Qual è il rapporto coi suoi concittadini?
“Ecco, la differenza che ho trovato rispetto all’altra volta sono i social. I social sono uno strumento drammatico da un punto di vista della disinformazione. Se vai a vedere, in tanti dicono questo servizio non funziona, quest’altro servizio non funziona. Io come sindaco ho accesso ai dati dei tributi e vedere che la gran parte di quelli che si lamenta di più non pagavano nemmeno le tasse, né comunali né statali. Però protestavano per i servizi che con quelle tasse vengono pagati. Per carità, puoi criticare tutto ma prima almeno mettiti in regola tu con la tua città. E guadagni il diritto di criticare il servizio. Non paghi e però dici che schifo di servizio”.
Prima di lasciare Palazzo Ducale, un giudizio di Nanni Campus sui cinque aspiranti successori.
“Nicola Lucchi ha lavorato con me alla nascita del progetto civico, è stato un ottimo assessore, assolutamente. Quindi il giudizio su Nicola è scontato”.
Gli altri quattro?
“Credo che ci siano delle differenze tra i candidati. Sono quasi tutti delle ottime persone, dico quasi perché su alcuni non mi posso assolutamente esprimere. Perché non ritengo nemmeno di dover sprecare tempo per raccontare determinate persone che francamente mi lasciano totalmente indifferente e che rimarranno indifferenti alla città”.
Ok, Palopoli non è il suo preferito: gli altri tre?
“Parliamo di tre brave persone, tre che hanno comunque costruito qualcosa o che stanno costruendo qualcosa nella loro vita: Gavino Mariotti, Mariano Brianda e Giuseppe Mascia. Ma ritengo che rispetto al candidato Lucchi tutti e tre abbiano un problema: lui può andare in campagna elettorale dicendo quello da cui si parte e quello che è già stato fatto. Lucchi ha le prove di quello che questo progetto, questa squadra e quindi anche lui, ha fatto”.

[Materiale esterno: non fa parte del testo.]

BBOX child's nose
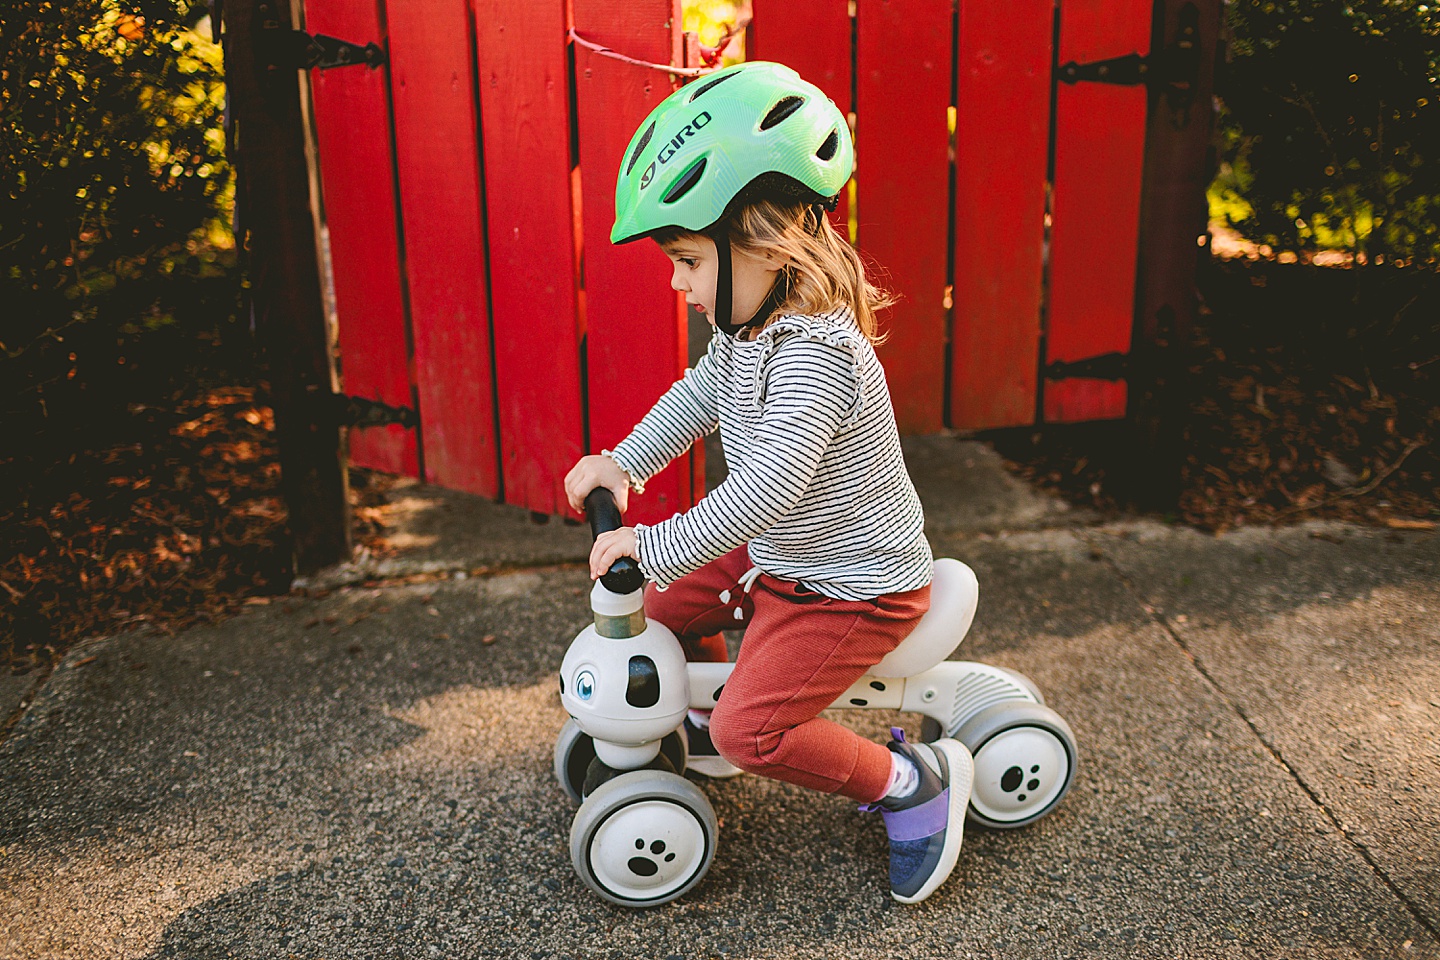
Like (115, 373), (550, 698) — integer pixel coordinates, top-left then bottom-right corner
(670, 266), (688, 293)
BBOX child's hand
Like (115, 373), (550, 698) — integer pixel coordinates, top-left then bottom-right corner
(590, 527), (638, 580)
(564, 455), (632, 515)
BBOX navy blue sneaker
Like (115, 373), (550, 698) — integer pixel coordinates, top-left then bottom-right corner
(861, 727), (974, 903)
(683, 716), (743, 778)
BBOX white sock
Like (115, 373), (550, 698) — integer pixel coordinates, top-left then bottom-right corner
(884, 752), (920, 800)
(687, 708), (712, 730)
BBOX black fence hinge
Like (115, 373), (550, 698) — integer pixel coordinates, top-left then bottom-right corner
(255, 2), (385, 71)
(343, 394), (417, 429)
(268, 30), (386, 70)
(287, 31), (386, 70)
(1057, 51), (1149, 87)
(1044, 352), (1130, 382)
(310, 388), (418, 429)
(1056, 2), (1201, 111)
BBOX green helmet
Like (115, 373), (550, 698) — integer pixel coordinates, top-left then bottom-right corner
(610, 61), (854, 245)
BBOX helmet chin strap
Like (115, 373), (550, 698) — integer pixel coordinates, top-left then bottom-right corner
(708, 224), (788, 339)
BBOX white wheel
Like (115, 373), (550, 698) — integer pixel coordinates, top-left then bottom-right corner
(955, 701), (1077, 828)
(570, 770), (717, 907)
(554, 719), (686, 804)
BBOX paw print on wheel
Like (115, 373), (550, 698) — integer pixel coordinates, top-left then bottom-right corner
(1001, 763), (1044, 802)
(628, 837), (677, 877)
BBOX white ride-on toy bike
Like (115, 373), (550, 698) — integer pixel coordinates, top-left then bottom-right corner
(555, 489), (1078, 907)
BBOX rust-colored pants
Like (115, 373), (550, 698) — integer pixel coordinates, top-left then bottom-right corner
(644, 545), (930, 803)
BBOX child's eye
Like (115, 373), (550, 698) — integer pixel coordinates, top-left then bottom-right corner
(678, 257), (697, 268)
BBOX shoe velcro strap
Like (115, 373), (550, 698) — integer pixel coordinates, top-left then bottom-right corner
(880, 789), (951, 842)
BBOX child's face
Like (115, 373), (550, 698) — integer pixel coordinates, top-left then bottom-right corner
(659, 234), (783, 330)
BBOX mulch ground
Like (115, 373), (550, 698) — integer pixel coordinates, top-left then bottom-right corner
(3, 256), (1436, 683)
(0, 385), (394, 678)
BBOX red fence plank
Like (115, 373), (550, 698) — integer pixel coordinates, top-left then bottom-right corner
(749, 0), (853, 236)
(472, 0), (585, 514)
(387, 0), (499, 495)
(572, 0), (694, 526)
(304, 0), (415, 477)
(1043, 0), (1151, 423)
(857, 0), (951, 433)
(949, 0), (1051, 429)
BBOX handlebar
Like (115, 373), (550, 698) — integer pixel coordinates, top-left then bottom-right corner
(584, 487), (645, 595)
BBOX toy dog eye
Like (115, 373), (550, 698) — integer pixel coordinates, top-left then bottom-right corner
(575, 670), (596, 701)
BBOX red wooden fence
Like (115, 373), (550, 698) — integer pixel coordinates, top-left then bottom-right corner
(948, 0), (1052, 430)
(854, 0), (952, 434)
(1044, 0), (1150, 423)
(300, 0), (1218, 519)
(753, 0), (1185, 431)
(306, 0), (414, 479)
(304, 0), (693, 524)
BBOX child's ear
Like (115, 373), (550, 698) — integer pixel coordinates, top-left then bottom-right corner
(736, 246), (786, 271)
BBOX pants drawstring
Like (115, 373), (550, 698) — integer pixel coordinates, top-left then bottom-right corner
(718, 566), (764, 620)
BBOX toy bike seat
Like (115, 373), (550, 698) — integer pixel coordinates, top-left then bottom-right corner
(868, 558), (979, 678)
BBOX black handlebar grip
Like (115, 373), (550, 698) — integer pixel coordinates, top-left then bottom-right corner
(583, 487), (645, 595)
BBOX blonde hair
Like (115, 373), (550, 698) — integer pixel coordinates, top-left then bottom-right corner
(660, 199), (895, 343)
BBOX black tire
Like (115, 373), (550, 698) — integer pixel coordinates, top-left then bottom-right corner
(554, 720), (686, 803)
(554, 719), (597, 804)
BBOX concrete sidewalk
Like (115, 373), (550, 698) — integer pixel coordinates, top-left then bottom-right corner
(1, 437), (1436, 959)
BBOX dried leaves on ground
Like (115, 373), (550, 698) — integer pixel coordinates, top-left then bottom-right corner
(1, 387), (288, 674)
(0, 385), (390, 677)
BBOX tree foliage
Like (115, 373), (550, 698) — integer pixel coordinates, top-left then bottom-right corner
(1216, 0), (1440, 262)
(0, 0), (232, 435)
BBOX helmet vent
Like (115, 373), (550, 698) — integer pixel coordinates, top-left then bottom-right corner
(626, 121), (657, 176)
(661, 157), (707, 205)
(760, 96), (806, 130)
(688, 71), (739, 102)
(816, 128), (839, 161)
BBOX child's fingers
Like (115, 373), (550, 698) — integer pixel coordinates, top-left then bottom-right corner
(589, 530), (635, 579)
(588, 537), (606, 578)
(563, 462), (587, 513)
(589, 538), (614, 579)
(565, 463), (599, 514)
(564, 456), (632, 515)
(593, 539), (623, 579)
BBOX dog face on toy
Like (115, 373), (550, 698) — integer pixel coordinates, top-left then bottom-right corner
(560, 621), (689, 747)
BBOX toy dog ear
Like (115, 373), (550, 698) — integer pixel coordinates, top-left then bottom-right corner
(626, 656), (661, 708)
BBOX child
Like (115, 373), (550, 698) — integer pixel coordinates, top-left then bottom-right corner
(562, 61), (974, 905)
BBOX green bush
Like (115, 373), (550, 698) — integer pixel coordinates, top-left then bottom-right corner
(0, 0), (234, 440)
(1216, 0), (1440, 262)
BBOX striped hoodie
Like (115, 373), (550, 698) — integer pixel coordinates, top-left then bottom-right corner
(608, 306), (933, 601)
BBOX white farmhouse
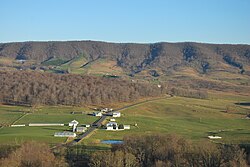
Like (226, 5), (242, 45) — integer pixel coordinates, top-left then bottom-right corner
(106, 122), (118, 130)
(106, 122), (118, 127)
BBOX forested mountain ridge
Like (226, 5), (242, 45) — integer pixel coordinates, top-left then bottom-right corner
(0, 71), (165, 106)
(0, 40), (250, 76)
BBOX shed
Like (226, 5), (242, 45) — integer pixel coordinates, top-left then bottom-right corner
(124, 125), (130, 129)
(93, 112), (102, 117)
(112, 112), (121, 117)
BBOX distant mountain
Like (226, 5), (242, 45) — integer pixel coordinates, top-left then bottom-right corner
(0, 40), (249, 76)
(0, 40), (250, 95)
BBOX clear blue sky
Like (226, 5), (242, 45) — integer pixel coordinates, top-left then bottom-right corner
(1, 0), (250, 44)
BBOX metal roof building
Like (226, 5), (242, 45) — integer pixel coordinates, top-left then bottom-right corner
(54, 132), (76, 137)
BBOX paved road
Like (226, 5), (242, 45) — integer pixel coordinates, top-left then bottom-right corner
(67, 95), (172, 145)
(67, 127), (96, 146)
(11, 112), (29, 125)
(67, 114), (110, 145)
(115, 96), (172, 112)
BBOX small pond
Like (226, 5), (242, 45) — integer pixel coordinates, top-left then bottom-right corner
(101, 140), (123, 144)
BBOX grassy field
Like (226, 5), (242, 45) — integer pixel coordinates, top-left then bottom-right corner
(0, 92), (250, 147)
(0, 105), (97, 144)
(83, 94), (250, 146)
(83, 58), (124, 76)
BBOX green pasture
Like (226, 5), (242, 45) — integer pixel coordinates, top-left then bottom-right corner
(55, 54), (88, 74)
(85, 95), (250, 145)
(0, 93), (250, 146)
(0, 105), (96, 145)
(0, 126), (67, 144)
(41, 58), (68, 66)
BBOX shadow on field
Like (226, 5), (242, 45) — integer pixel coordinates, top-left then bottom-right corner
(235, 102), (250, 106)
(43, 127), (69, 131)
(5, 109), (25, 113)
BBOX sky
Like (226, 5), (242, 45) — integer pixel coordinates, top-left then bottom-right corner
(1, 0), (250, 44)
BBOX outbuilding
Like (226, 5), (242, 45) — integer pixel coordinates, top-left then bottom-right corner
(124, 125), (130, 129)
(112, 112), (121, 117)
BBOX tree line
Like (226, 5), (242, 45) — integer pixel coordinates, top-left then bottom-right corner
(90, 134), (248, 167)
(0, 134), (248, 167)
(0, 71), (165, 106)
(0, 141), (67, 167)
(170, 87), (208, 99)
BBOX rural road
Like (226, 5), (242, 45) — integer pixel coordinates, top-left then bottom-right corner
(68, 95), (172, 145)
(67, 115), (108, 145)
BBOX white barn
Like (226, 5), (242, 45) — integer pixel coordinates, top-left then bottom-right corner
(69, 120), (79, 127)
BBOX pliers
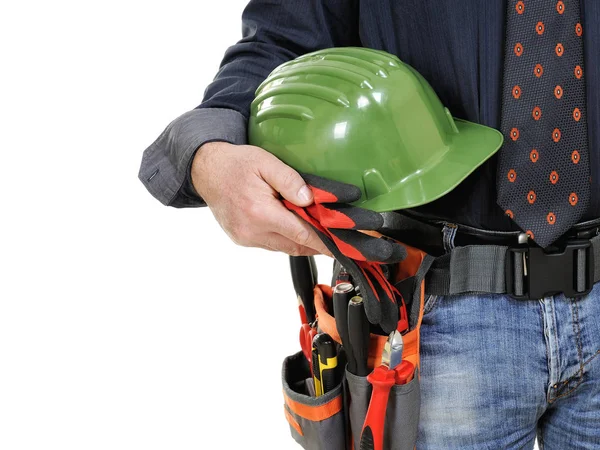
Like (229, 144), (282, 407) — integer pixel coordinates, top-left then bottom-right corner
(359, 331), (415, 450)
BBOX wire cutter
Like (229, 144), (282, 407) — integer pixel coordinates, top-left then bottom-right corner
(359, 331), (415, 450)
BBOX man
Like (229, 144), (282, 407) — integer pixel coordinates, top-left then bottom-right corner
(139, 1), (600, 448)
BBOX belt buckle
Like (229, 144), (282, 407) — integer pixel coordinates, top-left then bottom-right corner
(505, 239), (594, 300)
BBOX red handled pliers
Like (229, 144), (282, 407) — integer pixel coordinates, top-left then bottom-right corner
(360, 331), (415, 450)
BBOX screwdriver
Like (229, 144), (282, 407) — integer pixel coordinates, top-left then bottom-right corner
(312, 333), (339, 396)
(348, 295), (371, 377)
(333, 282), (356, 373)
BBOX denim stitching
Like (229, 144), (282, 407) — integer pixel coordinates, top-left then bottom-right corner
(540, 300), (553, 403)
(550, 349), (600, 391)
(549, 350), (600, 403)
(551, 375), (584, 402)
(550, 299), (561, 381)
(545, 297), (562, 401)
(548, 299), (586, 403)
(583, 349), (600, 367)
(570, 298), (584, 374)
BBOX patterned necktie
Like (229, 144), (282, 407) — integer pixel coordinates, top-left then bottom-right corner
(497, 0), (590, 248)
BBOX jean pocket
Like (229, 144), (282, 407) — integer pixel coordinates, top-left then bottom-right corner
(282, 351), (347, 450)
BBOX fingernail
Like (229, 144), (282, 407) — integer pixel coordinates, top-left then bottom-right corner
(297, 185), (312, 203)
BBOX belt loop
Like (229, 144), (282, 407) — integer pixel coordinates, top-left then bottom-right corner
(442, 223), (458, 253)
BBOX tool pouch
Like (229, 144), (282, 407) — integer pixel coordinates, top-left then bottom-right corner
(346, 368), (420, 450)
(282, 282), (347, 449)
(282, 244), (431, 449)
(322, 243), (431, 450)
(282, 350), (347, 449)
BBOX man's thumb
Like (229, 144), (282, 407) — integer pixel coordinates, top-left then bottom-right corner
(261, 160), (313, 207)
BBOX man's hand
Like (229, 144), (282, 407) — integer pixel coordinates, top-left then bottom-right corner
(191, 142), (332, 257)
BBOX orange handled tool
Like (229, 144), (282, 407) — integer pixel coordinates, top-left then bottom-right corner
(360, 366), (396, 450)
(359, 331), (415, 450)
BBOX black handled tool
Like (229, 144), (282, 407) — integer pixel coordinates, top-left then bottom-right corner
(333, 282), (357, 373)
(308, 255), (318, 285)
(312, 333), (339, 396)
(290, 256), (317, 324)
(348, 295), (371, 377)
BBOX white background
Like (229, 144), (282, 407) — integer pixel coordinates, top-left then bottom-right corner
(1, 1), (539, 449)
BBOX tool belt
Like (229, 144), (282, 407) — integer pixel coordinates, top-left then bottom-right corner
(381, 212), (600, 300)
(281, 213), (600, 450)
(282, 242), (433, 450)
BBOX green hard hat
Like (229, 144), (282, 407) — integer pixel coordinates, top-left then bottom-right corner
(249, 47), (504, 212)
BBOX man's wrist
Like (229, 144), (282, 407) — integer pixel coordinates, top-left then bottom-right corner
(191, 141), (227, 200)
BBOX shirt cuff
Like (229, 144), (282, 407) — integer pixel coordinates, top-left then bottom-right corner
(138, 108), (248, 207)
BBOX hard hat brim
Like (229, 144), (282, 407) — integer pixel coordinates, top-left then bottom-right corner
(358, 119), (504, 212)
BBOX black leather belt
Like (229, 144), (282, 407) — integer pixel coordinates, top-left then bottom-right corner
(381, 211), (600, 252)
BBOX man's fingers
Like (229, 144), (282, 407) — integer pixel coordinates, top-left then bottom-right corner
(263, 203), (332, 256)
(259, 233), (320, 256)
(258, 154), (313, 207)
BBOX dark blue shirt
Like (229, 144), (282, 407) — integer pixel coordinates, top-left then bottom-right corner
(139, 0), (600, 231)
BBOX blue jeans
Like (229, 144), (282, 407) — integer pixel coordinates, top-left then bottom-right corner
(417, 284), (600, 449)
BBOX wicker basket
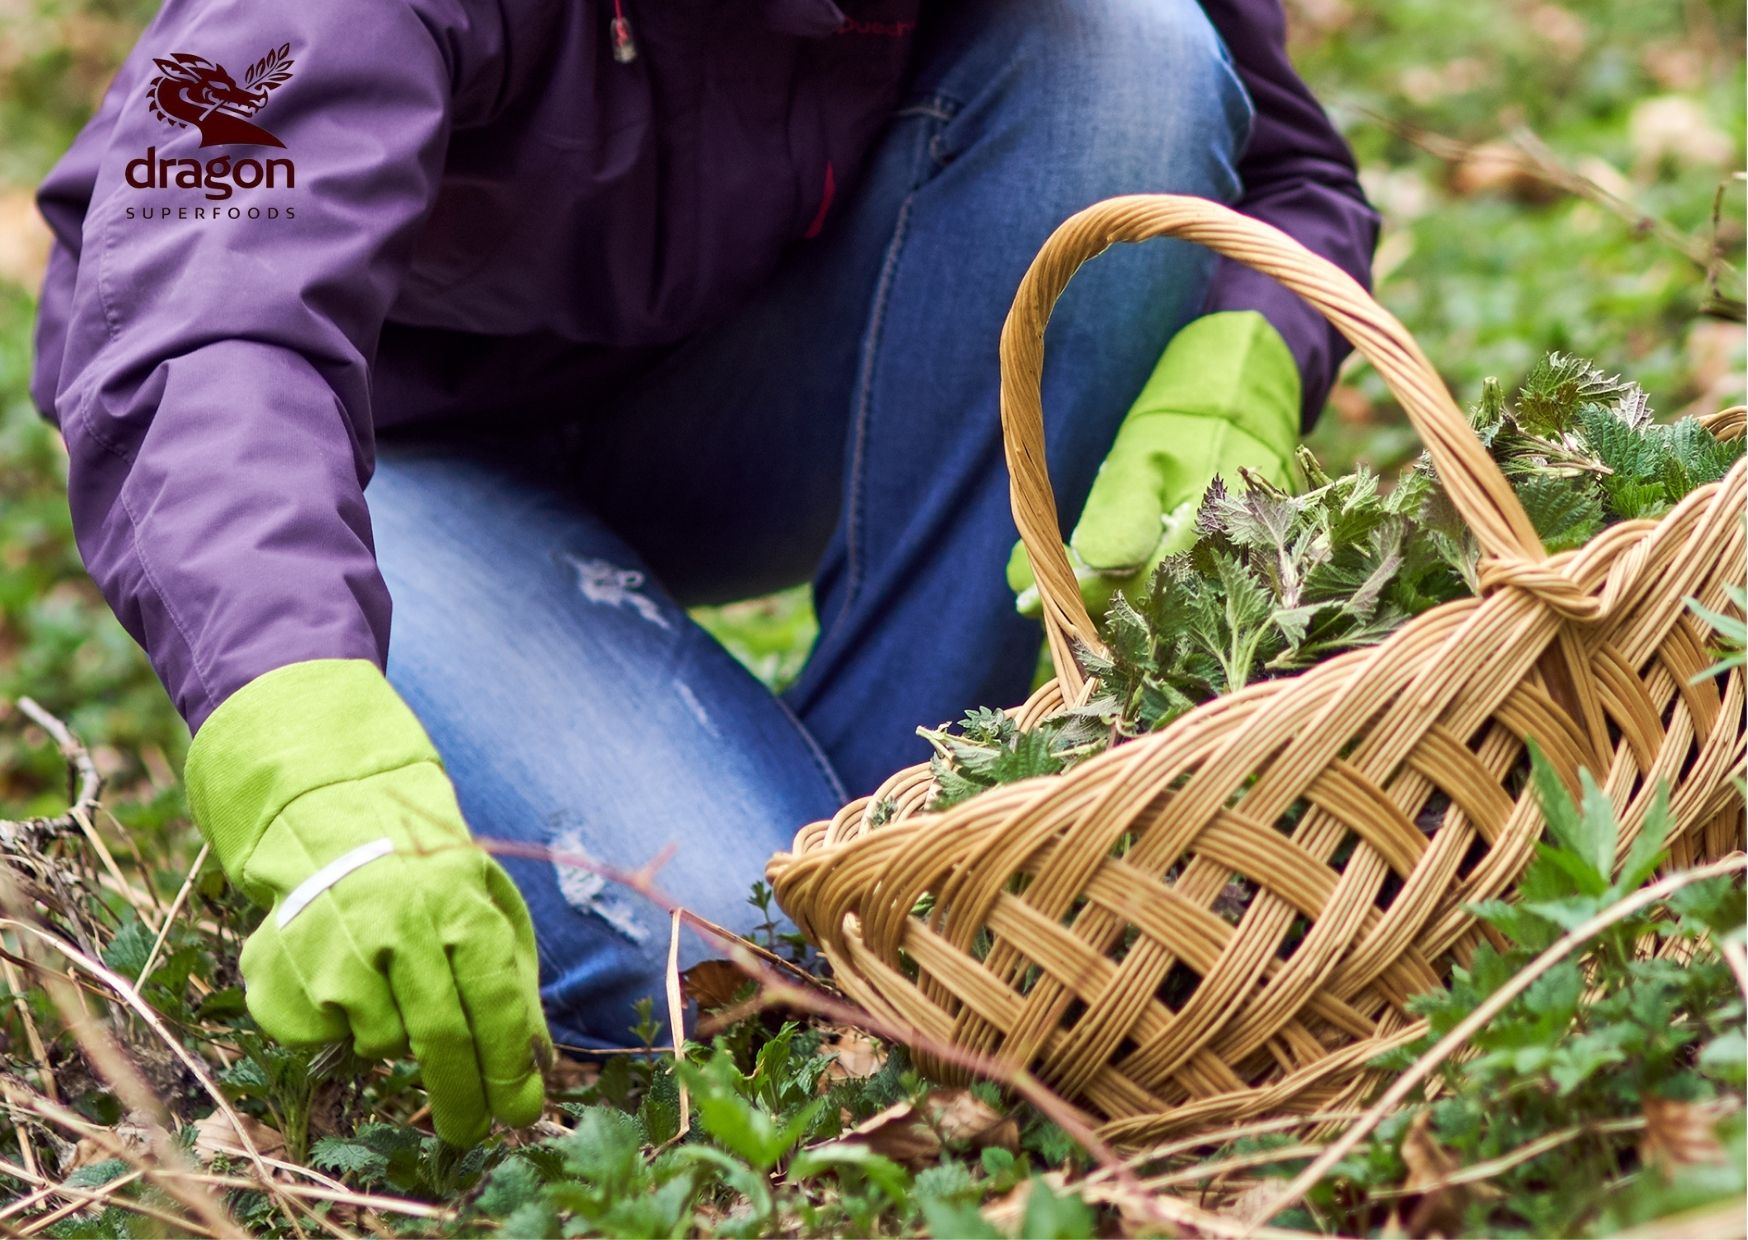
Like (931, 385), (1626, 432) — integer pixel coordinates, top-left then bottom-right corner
(765, 194), (1747, 1144)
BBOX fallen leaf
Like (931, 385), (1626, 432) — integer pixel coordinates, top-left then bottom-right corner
(1397, 57), (1488, 107)
(680, 959), (753, 1012)
(544, 1052), (601, 1092)
(1678, 321), (1748, 420)
(836, 1100), (942, 1163)
(64, 1111), (170, 1174)
(1641, 1096), (1733, 1172)
(192, 1110), (287, 1165)
(979, 1169), (1066, 1230)
(1641, 41), (1705, 92)
(821, 1028), (887, 1085)
(834, 1088), (1018, 1165)
(1400, 1109), (1470, 1238)
(1227, 1177), (1289, 1226)
(1284, 0), (1354, 38)
(1526, 5), (1586, 59)
(926, 1087), (1020, 1150)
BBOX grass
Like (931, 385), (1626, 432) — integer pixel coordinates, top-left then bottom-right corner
(0, 0), (1743, 1234)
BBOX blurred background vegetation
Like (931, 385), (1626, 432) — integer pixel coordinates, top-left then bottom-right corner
(1, 0), (1742, 865)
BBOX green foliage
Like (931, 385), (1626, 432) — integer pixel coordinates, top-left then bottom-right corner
(918, 706), (1105, 809)
(1689, 583), (1748, 678)
(425, 1022), (1105, 1238)
(0, 3), (1742, 1235)
(1456, 352), (1745, 534)
(930, 353), (1742, 808)
(1236, 752), (1746, 1237)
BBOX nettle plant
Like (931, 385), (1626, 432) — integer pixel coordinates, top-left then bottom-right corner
(206, 755), (1740, 1239)
(921, 352), (1744, 807)
(1248, 750), (1746, 1238)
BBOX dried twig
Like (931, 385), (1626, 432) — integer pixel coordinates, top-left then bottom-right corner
(1367, 115), (1727, 272)
(0, 1154), (212, 1236)
(15, 698), (100, 816)
(2, 1083), (235, 1236)
(5, 1086), (452, 1227)
(15, 1168), (150, 1237)
(14, 699), (149, 934)
(1367, 1116), (1644, 1202)
(0, 910), (301, 1235)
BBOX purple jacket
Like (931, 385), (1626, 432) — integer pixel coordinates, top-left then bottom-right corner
(33, 0), (1377, 731)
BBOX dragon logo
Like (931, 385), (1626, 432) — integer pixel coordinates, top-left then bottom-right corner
(146, 44), (294, 148)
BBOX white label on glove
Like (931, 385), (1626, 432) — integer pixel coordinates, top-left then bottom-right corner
(277, 837), (396, 929)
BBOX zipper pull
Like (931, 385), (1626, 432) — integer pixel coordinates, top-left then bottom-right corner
(610, 9), (638, 63)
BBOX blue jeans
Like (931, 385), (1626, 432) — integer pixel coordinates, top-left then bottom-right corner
(369, 0), (1252, 1049)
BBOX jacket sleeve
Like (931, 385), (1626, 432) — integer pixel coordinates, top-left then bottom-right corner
(1199, 0), (1380, 426)
(31, 0), (509, 731)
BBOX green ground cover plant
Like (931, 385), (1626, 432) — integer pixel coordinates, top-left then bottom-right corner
(0, 1), (1742, 1234)
(0, 725), (1740, 1236)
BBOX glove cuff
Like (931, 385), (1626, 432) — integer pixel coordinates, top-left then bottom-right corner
(184, 660), (441, 886)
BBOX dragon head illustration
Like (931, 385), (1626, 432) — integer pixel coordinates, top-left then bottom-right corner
(147, 45), (294, 148)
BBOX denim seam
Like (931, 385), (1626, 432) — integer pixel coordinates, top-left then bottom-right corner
(904, 91), (966, 169)
(772, 693), (849, 806)
(821, 94), (961, 655)
(832, 191), (911, 638)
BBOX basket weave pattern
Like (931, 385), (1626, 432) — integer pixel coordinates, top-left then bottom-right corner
(767, 196), (1746, 1143)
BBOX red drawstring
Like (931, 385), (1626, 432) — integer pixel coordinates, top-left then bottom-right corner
(610, 0), (637, 63)
(804, 162), (837, 240)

Gli altri possono però annunciare quello che vorrebbero fare di diverso e in campagna elettorale la discontinuità è una buona moneta da spendere.
“È chiaro che in qualche maniera parlare di discontinuità possa essere efficace, il problema è se si cerca la discontinuità rispetto a chi ha portato 35 milioni di euro al centro storico. Io mi vantavo di aver portato nell’altro mandato 28 milioni, mai avrei pensato che si potesse superare quel risultato”.
Non si può dire che i problemi del centro storico di Sassari siano stati risolti…
“Si parla di ripopolare il centro storico, ma chi sta mettendo mano all’Hotel Turritania per farne 28 appartamenti? Eppure il Turritania è lì da 50 anni. Vogliamo dire che si poteva fare di più? Chiaramente si può sempre fare di più. Penso al centrosinistra che vuole andare in discontinuità con i civici. E in questi 15 anni cosa avete fatto? Mascia è sicuramente un bravo ragazzo, ma quel governo la città l’ha conosciuto per quindici anni e in questi quindici anni al centro storico hanno disegnato una tartaruga al Turritania. Non hanno fatto altro”.